The team stored the knives at -58 degress Fahrenheit before trying to cut pig "hide, muscle, and tendons" which were thawed out.
No poop knives were able to cut through the hide. There was some shallow slices on the hide underside and that was it. But even more impressive is the team used another researcher's fecal samples and tried again -- but this researcher's diet was "more traditionally Western." Same result.
The team concluded "knives manufactured from frozen human feces are not functional." Hard to argue with that. They note they gave their knives the best possible chance to succeed and still failed to register a deep cut. They note the saliva used in the Inuit man's account is also not used in their study, but they are skeptical this would help.

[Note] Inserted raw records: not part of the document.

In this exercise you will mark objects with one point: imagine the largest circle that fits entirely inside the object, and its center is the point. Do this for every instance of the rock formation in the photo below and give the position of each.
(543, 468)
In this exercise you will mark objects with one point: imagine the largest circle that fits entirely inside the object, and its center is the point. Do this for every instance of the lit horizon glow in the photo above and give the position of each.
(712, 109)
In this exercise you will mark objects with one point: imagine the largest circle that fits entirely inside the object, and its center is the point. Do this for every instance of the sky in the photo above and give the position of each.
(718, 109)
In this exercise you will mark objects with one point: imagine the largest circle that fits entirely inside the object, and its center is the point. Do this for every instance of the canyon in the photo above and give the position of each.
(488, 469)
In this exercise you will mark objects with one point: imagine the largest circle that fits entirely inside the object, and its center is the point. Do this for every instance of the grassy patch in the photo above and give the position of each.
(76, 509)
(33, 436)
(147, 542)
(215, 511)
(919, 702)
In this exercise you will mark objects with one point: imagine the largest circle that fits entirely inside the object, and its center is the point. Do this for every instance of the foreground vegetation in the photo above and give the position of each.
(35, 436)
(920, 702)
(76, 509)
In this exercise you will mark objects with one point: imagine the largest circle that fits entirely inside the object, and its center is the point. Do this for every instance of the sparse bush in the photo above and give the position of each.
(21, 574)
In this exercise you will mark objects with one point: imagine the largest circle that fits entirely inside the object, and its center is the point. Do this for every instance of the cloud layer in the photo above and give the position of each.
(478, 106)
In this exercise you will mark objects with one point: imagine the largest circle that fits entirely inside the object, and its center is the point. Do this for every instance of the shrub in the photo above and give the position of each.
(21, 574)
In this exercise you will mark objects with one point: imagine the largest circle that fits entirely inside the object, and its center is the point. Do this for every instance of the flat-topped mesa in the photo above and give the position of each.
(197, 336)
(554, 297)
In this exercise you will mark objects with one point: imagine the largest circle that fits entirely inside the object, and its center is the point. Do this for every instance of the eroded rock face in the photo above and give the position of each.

Ultimately, they say "Anthropologists must actively seek out unsupported claims, assumptions, rumors, and urban legends, and by testing them ensure any narratives that follow are as sturdy as possible" and untested claims can hurt the widely supported narrative that indigenous and prehistoric people are technologically resourceful and innovative.
Other IgNobel winners from Thursday included a study that examined eyebrows to identify narcissists and the management prize which went to five professional hitmen in China who were contracted for a hit job and then subcontracted it out for a fee ... without anyone actually performing the murder.
You can see the winners list here, but the poop knife takes out the coveted CNET IgNobel of the Year, which I just invented.